We study the white-box KD of LLMs on text generation tasks, but previous works on white-box KD focus on the image and text classification models, which differ largely from current LLMs. KD of LLMs has its own difficulty, and directly transferring previous white-box KD methods to LLMs does not work well (see the KD lines in our experiments). This is because LLMs generate answers auto-regressively, yielding a much larger label space than image and text classification tasks. Given the low capacity of the student model, there should be a trade-off between the mode-seeking and mode-average behavior. We point out this issue and provide a solution.

For the same reason, even if the properties of reverse v.s. forward KLD have been explored, applying reverse KLD to the KD of LLMs is still non-trivial, as stated in Section 2.2, and thus the three strategies are needed. Some of the strategies are inspired by prior work, but they are themselves novel:

Single-step Decomposition: Prior work only shows the importance of the first-step reward, but we propose to decompose it from the total gradient.
Teacher-mixed Sampling: The idea of mixing the teacher distribution is novel and the cited works are about analyzing the reward-hacking phenomenon, and the derivation of importance sampling.
Length Regularization: This strategy is inspired by our pilot experiments and unrelated to prior works.

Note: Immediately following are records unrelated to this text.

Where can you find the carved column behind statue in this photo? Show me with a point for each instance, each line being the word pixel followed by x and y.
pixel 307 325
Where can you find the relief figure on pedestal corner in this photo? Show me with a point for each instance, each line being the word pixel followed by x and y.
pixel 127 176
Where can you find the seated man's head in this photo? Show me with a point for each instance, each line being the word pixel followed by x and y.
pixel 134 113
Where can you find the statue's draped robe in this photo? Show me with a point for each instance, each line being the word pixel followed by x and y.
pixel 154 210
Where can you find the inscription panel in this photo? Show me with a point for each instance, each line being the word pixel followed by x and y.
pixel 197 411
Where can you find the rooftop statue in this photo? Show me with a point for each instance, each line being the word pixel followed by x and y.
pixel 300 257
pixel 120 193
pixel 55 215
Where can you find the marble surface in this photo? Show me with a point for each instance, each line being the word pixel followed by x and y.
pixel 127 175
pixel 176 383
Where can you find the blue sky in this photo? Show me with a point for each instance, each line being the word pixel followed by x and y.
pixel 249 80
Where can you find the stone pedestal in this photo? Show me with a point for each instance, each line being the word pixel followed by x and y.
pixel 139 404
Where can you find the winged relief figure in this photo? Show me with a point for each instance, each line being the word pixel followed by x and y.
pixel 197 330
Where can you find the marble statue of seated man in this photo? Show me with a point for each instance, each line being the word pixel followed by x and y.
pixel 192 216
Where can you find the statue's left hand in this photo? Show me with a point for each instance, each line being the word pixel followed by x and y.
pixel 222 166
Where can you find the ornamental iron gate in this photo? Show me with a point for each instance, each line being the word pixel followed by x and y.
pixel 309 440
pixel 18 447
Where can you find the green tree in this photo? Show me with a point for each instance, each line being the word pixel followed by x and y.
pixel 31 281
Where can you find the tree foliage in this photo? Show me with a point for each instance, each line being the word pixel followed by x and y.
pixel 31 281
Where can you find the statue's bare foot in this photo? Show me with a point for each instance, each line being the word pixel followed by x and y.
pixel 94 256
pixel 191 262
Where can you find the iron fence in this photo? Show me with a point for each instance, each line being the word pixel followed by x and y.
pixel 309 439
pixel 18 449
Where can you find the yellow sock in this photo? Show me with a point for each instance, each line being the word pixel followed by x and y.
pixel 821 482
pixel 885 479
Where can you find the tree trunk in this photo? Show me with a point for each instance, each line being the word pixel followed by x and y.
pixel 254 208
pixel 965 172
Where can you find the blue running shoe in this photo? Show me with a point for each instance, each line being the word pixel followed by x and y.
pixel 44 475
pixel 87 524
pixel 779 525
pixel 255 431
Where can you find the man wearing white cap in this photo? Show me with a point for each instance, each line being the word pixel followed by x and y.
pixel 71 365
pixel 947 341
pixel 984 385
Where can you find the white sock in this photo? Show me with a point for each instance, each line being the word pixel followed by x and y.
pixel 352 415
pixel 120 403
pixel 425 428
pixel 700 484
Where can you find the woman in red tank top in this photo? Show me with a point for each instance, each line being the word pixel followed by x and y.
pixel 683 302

In summary, the contributions of our work are

Discussion on the difficulty of knowledge distillation of LLMs, which is practical but far from solved.
A novel KD objective for LLMs and a stable training approach.
Extensive experiments on diverse datasets and model scaling property, which is essential for the practical use of the method on real-world LLMs.

Point 2 & 3 (Definition of white-box KD)

We follow the definition in [5], where black-box KD refers to the scenario where only the API of the teacher model is available (only the generated sentences, not including the output distribution)[6,7], and other cases are white-box KD. MiniLLM belongs to the white-box KD because we need the model parameters to compute output distribution. In other words, we study KD when the teachers’ output distribution is available, which is related to using reverse KLD for optimization. We have clarified the description of “white-box KD” in the introduction of the revised paper.

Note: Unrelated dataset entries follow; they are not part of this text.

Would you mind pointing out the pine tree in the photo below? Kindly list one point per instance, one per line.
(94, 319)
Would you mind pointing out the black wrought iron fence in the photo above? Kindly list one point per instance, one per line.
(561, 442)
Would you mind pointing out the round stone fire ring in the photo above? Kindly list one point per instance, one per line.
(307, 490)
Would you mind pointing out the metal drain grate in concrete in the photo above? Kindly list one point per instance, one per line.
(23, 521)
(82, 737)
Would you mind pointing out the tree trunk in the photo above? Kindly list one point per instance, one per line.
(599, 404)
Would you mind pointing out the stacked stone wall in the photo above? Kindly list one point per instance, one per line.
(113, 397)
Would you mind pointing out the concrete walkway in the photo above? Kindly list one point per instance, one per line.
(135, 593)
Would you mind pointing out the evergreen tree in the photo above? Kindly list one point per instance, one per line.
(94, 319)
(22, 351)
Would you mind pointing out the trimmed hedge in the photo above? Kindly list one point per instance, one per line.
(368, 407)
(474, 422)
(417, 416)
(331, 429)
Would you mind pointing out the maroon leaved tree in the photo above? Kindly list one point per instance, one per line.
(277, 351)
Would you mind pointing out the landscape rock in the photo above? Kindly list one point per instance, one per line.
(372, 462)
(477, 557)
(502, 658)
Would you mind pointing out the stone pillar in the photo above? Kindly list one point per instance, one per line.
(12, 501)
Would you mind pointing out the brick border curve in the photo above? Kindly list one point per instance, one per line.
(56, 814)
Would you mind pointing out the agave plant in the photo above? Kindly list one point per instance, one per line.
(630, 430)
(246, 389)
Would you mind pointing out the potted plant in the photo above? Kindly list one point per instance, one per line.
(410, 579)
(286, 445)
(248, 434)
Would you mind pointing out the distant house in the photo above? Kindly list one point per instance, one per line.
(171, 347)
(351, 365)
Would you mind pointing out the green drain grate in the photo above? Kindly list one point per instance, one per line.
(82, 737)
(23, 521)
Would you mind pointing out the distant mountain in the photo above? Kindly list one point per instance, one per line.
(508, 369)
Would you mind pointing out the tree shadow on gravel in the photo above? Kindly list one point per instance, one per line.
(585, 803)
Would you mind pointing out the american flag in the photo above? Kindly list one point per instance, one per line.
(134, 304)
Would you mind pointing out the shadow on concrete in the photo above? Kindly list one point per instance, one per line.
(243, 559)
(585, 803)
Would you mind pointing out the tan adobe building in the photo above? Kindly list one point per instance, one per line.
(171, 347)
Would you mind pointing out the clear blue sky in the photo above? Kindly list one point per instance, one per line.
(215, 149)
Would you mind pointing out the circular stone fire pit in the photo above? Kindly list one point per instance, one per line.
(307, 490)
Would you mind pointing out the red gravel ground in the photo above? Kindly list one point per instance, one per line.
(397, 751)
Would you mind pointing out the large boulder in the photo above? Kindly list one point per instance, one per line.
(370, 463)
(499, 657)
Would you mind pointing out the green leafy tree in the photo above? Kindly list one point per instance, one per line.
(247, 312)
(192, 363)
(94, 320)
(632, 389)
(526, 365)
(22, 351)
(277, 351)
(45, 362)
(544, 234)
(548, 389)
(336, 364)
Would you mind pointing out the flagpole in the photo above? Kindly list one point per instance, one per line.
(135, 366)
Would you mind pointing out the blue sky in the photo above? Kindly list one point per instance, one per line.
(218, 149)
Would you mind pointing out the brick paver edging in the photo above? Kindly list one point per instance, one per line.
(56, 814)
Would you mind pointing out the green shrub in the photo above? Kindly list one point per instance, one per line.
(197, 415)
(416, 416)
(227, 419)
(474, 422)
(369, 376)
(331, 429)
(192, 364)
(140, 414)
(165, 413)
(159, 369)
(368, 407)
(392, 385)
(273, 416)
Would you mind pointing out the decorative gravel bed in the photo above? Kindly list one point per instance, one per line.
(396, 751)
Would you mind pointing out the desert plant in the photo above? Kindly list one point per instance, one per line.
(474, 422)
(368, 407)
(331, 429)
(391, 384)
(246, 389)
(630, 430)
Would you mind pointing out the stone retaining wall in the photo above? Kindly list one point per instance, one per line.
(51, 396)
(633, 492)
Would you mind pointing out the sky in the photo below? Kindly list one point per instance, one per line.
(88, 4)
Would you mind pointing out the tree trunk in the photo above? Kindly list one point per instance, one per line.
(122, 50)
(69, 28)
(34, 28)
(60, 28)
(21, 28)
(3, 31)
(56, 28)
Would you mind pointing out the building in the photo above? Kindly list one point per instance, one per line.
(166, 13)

Regarding Question #2 (The student model outperforming the teacher model):

We suspect the reason is related to exposure bias, i.e., the discrepancy between the MLE training and text generation phases. Since the teacher model is fine-tuned with MLE on the instruction following dataset, it suffers from exposure bias. However, MiniLLM is trained with policy optimization, which mitigates exposure bias in language generation, verified by both prior work[8] and our experiments in Figure 6. Therefore, a small model with less exposure bias (MiniLLM) is entirely possible to outperform a large model with more exposure bias. The metrics we use are the common metrics to evaluate instruction-following (Rouge-L, GPT-4 feedback, human evaluation)[9,10]. We leave the study of how the choice of metrics related to this phenomenon to future work.

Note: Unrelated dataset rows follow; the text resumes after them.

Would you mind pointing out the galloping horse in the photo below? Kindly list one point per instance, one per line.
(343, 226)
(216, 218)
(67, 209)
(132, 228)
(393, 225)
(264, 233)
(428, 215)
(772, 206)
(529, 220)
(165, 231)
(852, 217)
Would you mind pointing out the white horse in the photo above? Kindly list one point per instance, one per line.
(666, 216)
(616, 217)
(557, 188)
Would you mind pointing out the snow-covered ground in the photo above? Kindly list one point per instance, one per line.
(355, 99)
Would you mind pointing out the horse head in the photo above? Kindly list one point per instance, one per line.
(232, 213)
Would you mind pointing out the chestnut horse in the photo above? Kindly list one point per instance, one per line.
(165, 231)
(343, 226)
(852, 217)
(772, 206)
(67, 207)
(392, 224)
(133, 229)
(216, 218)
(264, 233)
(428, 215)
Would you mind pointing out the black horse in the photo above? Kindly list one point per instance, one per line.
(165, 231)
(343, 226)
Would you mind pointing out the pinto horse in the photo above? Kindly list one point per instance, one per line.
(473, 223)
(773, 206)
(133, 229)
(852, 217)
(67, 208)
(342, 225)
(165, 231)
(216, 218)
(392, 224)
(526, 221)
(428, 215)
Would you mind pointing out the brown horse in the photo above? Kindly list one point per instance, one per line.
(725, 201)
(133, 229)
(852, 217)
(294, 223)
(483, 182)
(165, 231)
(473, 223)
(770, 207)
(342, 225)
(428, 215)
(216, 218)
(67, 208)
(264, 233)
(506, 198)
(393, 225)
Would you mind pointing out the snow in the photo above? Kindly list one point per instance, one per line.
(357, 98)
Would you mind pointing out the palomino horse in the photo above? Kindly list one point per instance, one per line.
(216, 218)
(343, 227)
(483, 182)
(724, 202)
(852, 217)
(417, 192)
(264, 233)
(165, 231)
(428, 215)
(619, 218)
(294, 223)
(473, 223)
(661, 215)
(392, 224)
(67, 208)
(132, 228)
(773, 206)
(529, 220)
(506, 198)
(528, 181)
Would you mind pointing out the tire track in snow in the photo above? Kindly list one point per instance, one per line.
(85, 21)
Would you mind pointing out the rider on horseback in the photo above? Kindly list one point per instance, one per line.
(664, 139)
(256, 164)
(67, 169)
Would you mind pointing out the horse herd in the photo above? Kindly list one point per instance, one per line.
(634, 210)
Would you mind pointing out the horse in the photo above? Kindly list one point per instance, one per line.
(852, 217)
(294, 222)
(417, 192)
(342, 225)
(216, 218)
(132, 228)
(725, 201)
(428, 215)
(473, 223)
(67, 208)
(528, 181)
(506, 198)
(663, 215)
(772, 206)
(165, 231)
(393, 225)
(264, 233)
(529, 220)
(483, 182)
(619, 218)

Regarding “doesn’t this graph (Figure 8) imply that w/o teacher-mixed sampling is better, if trained long enough?”

MiniLLM w/o Teacher-Mixed Sampling shows the reward hacking phenomenon[11], where the model obtains high reward (low reverse KLD) but low scores on the final evaluation metrics (Rouge-L and GPT4 feedback in Table 4).

[1] The Curious Case of Neural Text Degeneration. 2020. In ICLR.

[2] Tailoring Language Generation Models under Total Variation Distance. 2021. In ICLR.

[3] HONEST: Measuring Hurtful Sentence Completion in Language Models. 2022. In ACL.

[4] Training language models to follow instructions with human feedback. 2022. In NeurIPS.

[5] A Survey on Model Compression for Large Language Models.

[6] Vicuna: An Open-Source Chatbot Impressing GPT-4 with 90%* ChatGPT Quality.

[7] Instruction Tuning with GPT-4.

[8] Text generation by learning from demonstrations. 2021. In ICLR.

[9] Super-NaturalInstructions: Generalization via Declarative Instructions on 1600+ Tasks. 2022. In EMNLP.

[10] LIMA: Less Is More for Alignment. 2023. In NeurIPS.

[11] Defining and Characterizing Reward Hacking. 2022. In NeurIPS.

2023-11-20

I thank the authors for their thorough responses, which I’ve read along with the other reviews (and author responses).

Novelty

While I acknowledge the authors effort in making reverse KL work for distilling LLMs in their paper, I still believe the novelty here is being overstated. In particular, Section 2.1 is still written as if this work is the first ever to consider reverse KL for generative modeling, without citing many of the prior work, which while perhaps pre-dating the recent trend of LLMs, is still relevant.

Diversity

On diversity, could the authors explain more what the metrics for diversity measure?

Dist-4: My understanding is that this is a measure of the number of unique 4-grams, but reported as some sort of proportion. What is the numerator and denominator in this proportion?
Loss: It’s not clear to me how this is measure of diversity. Rather this would seem more to be a measure of how probable the generated text is from the training distribution.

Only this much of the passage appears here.